For the PLA X_c (%) similar behavior was observed compared to that of average X_c (%) for neat polymers and the PLA/PBAT sample. Moreover, for the PLA/PBAT/CO, PLA/PBAT/PPF/CO/AA and the PLA/PBAT/PPF/CO/AA_T fibers, an increase in crystallinity as degradation progresses was observed.

An increase in crystallinity as composting progresses is an indicative of faster degradation of the amorphous regions by soil microorganisms (Fu et al., 2020). This agrees with the weight loss observed for the fibers (Table 2). Due to the uncertainty regarding separation of reversible events (fusion) from irreversible events (cold crystallization), this part was not included in the manuscript.

Regarding surface properties, SEM and FTIR are important characterization techniques to observe changes during degradation. Maybe hydrophobicity could be very useful; however, it would be difficult to measure in such a fine fiber, since the drop of water is tiny.

QUESTION:

2. You have mentioned only the tensile strength, and elongation at break data in tabulated form. Please provide the figures of stress vs elongation data for better understanding of the readers (some of the best results of before and after degradation).

ANSWER:

Figures of stress-strain for the fibers were included in the manuscript. This suggestion was very useful, in the graph it can be seen more clearly the effect of the degradation process in the decreased of the mechanical properties. Moreover, two numerical mistakes were corrected in Table 6.

QUESTION:

3. You have not mentioned how to calculate the Young's modulus (MPa) from tensile strength. Please provide the calculation procedure of Young´s modulus.

ANSWER:

The Young´s modulus was obtained from the slope of the linear region on the low deformation side of the stress-strain curve.

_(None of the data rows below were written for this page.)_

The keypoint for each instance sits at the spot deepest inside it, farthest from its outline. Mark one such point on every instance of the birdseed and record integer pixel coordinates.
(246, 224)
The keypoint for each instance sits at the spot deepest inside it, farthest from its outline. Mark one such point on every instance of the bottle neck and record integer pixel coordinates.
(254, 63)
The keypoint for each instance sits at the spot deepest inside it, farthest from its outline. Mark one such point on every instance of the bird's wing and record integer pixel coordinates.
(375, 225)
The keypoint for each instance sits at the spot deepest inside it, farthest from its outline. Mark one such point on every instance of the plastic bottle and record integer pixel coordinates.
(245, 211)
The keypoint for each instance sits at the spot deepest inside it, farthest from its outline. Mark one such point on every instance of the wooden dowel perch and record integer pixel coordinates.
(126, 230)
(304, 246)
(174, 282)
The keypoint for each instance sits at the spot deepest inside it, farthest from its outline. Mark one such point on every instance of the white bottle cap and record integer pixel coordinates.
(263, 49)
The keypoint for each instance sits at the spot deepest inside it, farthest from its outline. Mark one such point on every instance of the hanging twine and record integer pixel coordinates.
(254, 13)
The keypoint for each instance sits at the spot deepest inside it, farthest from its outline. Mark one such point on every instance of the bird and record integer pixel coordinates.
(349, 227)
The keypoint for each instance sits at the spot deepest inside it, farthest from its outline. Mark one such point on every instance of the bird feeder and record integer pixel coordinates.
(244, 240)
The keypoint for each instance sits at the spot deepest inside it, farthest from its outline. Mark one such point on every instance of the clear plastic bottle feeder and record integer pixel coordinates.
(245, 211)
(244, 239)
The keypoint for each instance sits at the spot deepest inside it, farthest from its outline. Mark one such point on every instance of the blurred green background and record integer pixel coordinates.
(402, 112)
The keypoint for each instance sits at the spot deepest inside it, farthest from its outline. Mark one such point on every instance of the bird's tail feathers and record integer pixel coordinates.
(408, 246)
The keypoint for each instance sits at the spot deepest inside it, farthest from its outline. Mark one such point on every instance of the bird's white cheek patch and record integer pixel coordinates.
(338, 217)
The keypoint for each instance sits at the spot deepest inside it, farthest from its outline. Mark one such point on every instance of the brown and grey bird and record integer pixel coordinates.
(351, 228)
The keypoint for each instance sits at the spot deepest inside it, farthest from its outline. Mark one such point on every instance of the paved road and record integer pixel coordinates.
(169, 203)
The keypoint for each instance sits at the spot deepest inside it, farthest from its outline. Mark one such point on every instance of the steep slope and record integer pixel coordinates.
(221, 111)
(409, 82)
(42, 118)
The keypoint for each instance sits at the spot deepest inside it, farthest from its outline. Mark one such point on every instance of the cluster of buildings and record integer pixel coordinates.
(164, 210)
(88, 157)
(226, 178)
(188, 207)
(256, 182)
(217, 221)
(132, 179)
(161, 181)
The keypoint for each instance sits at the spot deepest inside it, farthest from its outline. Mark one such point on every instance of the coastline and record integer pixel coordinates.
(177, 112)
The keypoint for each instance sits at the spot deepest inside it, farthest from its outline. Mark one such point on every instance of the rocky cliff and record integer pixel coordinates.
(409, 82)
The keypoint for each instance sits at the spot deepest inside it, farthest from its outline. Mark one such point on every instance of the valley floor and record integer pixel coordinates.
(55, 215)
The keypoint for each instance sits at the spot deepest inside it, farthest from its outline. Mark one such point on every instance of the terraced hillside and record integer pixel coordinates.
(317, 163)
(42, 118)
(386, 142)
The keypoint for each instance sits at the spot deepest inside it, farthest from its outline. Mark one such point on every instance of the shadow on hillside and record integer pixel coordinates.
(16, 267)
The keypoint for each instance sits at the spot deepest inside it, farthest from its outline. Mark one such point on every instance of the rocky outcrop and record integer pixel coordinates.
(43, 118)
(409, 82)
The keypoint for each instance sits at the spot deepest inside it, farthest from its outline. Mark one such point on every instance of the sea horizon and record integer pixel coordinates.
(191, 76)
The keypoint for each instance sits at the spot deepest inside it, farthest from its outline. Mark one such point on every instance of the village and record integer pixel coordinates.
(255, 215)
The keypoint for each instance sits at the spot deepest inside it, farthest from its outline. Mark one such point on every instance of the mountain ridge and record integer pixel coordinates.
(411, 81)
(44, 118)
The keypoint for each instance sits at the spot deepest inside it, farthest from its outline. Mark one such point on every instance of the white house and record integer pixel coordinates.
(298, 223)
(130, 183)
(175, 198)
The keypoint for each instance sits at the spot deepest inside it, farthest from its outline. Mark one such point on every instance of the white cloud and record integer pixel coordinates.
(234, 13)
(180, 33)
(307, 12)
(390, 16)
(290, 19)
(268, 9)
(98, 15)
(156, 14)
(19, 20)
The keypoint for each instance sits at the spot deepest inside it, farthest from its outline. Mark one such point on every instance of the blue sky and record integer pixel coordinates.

Author Response File: Author Response.pdf

Round 2

Reviewer 2 Report

Recommendation: Publish as is; no revisions needed.

Comments:

After carefully reading the revised manuscript and point-by-point response to reviewers' comments, I can fully understand the authors' argument and purpose. Thus, I recommend this paper for publication without further modification.